1. Put the bulghur into a fine mesh colander, then rinse under running water. Press the water out to drain excess moisture. Transfer to a bowl, then cover with plastic wrap and chill in the refrigerator for over an hour (the photo here shows how bulghur looks just after draining).
2. Mince the green onions and quarter the cherry tomatoes.
3. Combine the bulghur with the green onions and mix in the salt, pepper, and thyme. In a separate bowl, combine the * ingredients, and place over the bulghur. Chill in the refrigerator until it's ready to serve; (since it may become watery after time passes, do not mix with the bulghur right away).
4. You can prepare up to Step 3 a half day in advance.
5. Before serving, add the lemon juice, mix well, then season with salt and more lemon juice to taste. Add the olive oil, then serve!
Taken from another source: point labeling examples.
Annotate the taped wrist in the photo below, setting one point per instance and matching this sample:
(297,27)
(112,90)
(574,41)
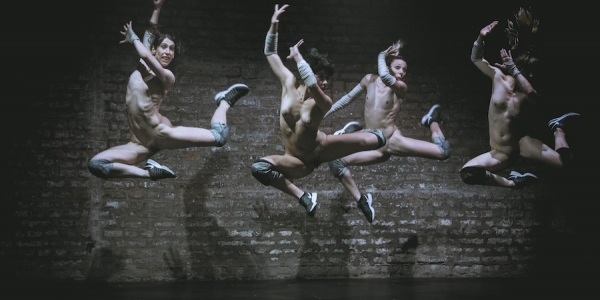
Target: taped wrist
(306,73)
(130,36)
(356,91)
(148,39)
(271,43)
(384,72)
(512,69)
(477,51)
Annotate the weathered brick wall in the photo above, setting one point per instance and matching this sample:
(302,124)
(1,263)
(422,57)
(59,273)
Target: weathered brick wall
(215,221)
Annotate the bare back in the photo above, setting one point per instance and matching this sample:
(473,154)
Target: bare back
(143,100)
(382,105)
(299,122)
(505,114)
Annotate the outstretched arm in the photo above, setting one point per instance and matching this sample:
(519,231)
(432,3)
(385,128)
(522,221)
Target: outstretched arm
(164,75)
(509,67)
(285,76)
(477,51)
(322,100)
(358,90)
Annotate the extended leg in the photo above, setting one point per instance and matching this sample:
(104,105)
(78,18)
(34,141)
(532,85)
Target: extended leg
(271,170)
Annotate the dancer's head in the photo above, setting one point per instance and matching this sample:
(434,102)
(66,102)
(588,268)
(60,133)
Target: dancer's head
(164,48)
(321,66)
(395,62)
(521,32)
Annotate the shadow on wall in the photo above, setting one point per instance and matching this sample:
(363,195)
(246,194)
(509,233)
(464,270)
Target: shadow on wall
(216,253)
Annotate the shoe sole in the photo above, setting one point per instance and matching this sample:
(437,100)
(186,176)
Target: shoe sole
(343,130)
(221,95)
(159,166)
(556,120)
(314,202)
(428,115)
(370,202)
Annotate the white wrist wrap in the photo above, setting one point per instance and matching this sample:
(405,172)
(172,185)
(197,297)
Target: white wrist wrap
(384,72)
(356,91)
(477,52)
(306,73)
(271,44)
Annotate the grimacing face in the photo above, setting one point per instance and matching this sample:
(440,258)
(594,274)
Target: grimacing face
(398,68)
(165,52)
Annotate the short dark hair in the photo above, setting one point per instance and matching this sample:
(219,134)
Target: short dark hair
(319,63)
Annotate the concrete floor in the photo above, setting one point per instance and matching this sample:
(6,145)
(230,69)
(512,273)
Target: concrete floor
(346,289)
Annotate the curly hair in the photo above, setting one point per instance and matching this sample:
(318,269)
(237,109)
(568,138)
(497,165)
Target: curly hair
(521,34)
(395,53)
(318,62)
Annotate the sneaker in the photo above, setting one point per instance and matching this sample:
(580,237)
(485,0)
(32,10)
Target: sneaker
(432,116)
(523,180)
(232,94)
(309,201)
(560,121)
(158,171)
(365,203)
(349,128)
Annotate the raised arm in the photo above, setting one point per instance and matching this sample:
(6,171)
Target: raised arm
(286,77)
(477,51)
(398,86)
(322,100)
(164,75)
(149,34)
(358,90)
(509,67)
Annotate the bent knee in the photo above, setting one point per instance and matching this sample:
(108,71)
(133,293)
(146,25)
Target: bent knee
(220,131)
(473,175)
(444,146)
(100,167)
(264,172)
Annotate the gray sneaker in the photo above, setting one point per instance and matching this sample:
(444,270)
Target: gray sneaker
(365,203)
(309,201)
(157,171)
(232,94)
(523,180)
(432,116)
(349,128)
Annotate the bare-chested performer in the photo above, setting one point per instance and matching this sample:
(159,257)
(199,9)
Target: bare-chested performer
(302,109)
(150,131)
(384,94)
(512,97)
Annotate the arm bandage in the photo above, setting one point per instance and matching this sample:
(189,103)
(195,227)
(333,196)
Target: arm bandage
(356,91)
(130,36)
(512,69)
(271,43)
(306,73)
(384,72)
(477,52)
(148,39)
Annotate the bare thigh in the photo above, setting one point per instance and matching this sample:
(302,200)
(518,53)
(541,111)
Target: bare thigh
(536,150)
(289,166)
(491,161)
(129,153)
(400,145)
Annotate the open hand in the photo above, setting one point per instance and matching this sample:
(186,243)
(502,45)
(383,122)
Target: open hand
(294,51)
(278,11)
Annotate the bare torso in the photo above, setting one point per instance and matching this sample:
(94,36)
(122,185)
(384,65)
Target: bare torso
(505,115)
(143,100)
(381,106)
(299,123)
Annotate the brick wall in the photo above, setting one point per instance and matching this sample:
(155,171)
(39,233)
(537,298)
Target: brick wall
(215,221)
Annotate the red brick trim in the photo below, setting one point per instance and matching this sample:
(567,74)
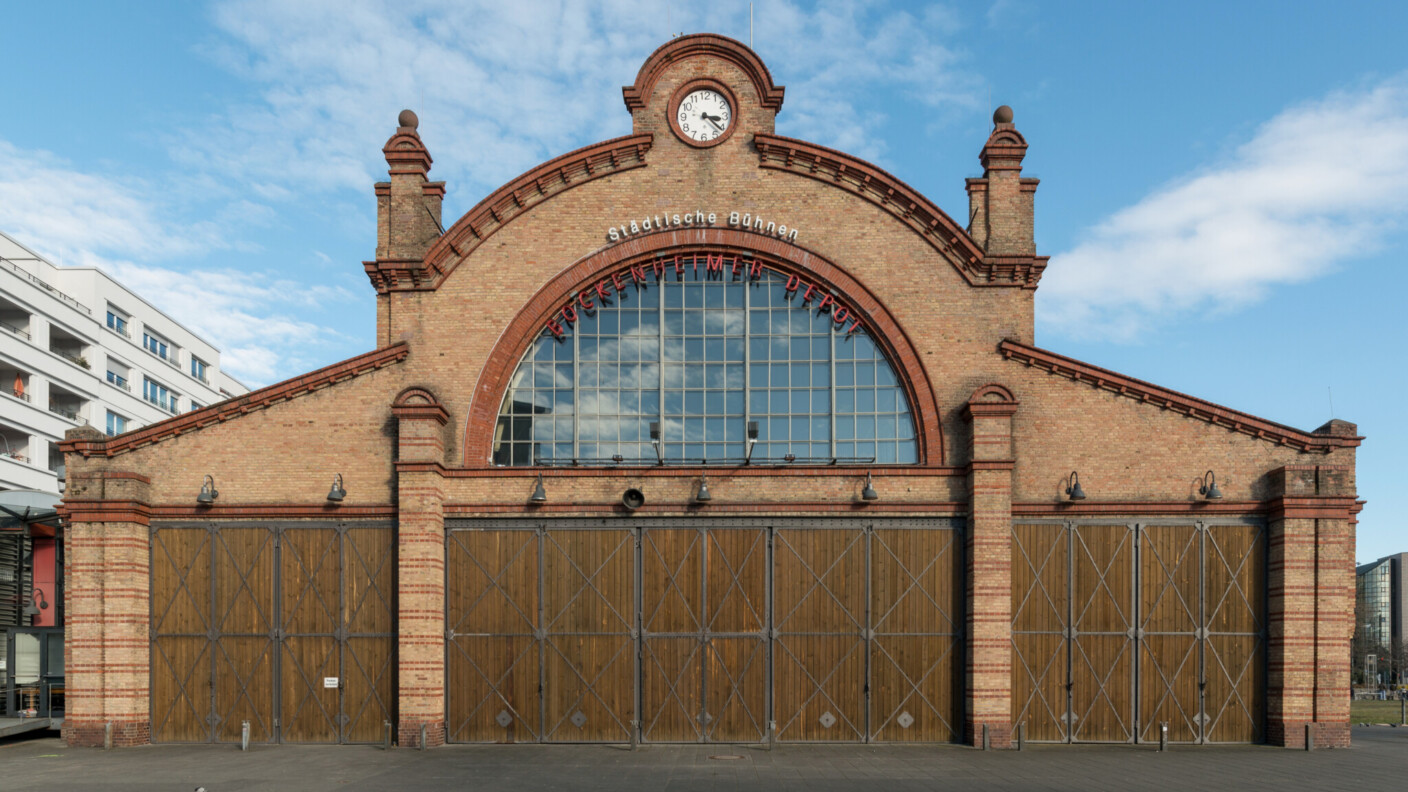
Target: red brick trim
(525,329)
(268,512)
(614,471)
(1190,406)
(235,407)
(513,200)
(1335,508)
(772,509)
(904,203)
(418,403)
(106,512)
(720,47)
(110,475)
(1141,509)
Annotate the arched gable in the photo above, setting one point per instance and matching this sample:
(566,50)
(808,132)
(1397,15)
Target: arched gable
(784,257)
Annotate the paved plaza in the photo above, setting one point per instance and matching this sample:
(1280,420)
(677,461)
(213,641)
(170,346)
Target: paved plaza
(1377,761)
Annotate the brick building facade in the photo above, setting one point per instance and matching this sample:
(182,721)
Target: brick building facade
(706,433)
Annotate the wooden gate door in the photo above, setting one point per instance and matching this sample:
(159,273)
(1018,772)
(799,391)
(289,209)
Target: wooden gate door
(494,648)
(1170,619)
(1235,558)
(704,647)
(820,634)
(915,617)
(589,665)
(1101,627)
(1041,612)
(289,627)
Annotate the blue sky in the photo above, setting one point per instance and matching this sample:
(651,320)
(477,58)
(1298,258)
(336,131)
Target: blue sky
(1224,185)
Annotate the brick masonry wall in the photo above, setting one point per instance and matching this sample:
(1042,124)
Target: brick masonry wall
(279,460)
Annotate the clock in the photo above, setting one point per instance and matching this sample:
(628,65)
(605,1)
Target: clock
(701,113)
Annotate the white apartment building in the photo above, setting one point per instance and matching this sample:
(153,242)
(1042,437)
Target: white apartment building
(76,347)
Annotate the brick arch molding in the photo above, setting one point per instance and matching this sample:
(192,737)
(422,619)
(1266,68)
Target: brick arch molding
(525,329)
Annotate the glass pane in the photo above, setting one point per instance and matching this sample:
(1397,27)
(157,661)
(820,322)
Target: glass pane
(811,388)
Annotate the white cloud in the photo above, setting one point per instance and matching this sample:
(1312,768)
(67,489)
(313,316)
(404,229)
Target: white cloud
(508,85)
(93,220)
(1315,186)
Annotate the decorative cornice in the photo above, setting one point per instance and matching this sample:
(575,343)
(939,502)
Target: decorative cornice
(104,512)
(504,205)
(234,407)
(724,48)
(269,512)
(1190,406)
(904,203)
(1138,509)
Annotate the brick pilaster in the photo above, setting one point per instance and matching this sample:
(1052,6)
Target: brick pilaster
(989,543)
(420,571)
(1311,579)
(107,592)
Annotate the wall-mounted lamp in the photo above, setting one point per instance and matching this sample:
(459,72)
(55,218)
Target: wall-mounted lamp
(703,493)
(1073,488)
(207,491)
(1208,486)
(337,492)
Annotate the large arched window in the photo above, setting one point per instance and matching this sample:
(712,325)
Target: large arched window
(700,360)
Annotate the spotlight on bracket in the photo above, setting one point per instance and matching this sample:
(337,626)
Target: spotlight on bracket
(207,491)
(1208,486)
(1073,488)
(703,493)
(869,492)
(338,492)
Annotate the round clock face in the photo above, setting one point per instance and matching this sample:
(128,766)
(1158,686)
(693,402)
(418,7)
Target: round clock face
(703,114)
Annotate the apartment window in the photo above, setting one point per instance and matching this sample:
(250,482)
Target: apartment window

6. I buy the packaged type that's sold in a Lebanese supermarket. At this store, they have types #1-#3. #1 is the finest ground. At Whole Food's Market, you can buy type #2 in unpackaged, loose form.
7. This is bulghur.

Story Behind this Recipe

This is one of the dishes prepared by my Lebanese friend. While it's troublesome to chop the parsley, I take the extra effort since I want to eat this tasty dish. According to my Lebanese and Syrian friends, American-style tabbouleh has too much bulghur. They imagine it's because it's too much trouble to chop the parsley! They even say that there's too much bulghur in my tabbouleh shown in the photo.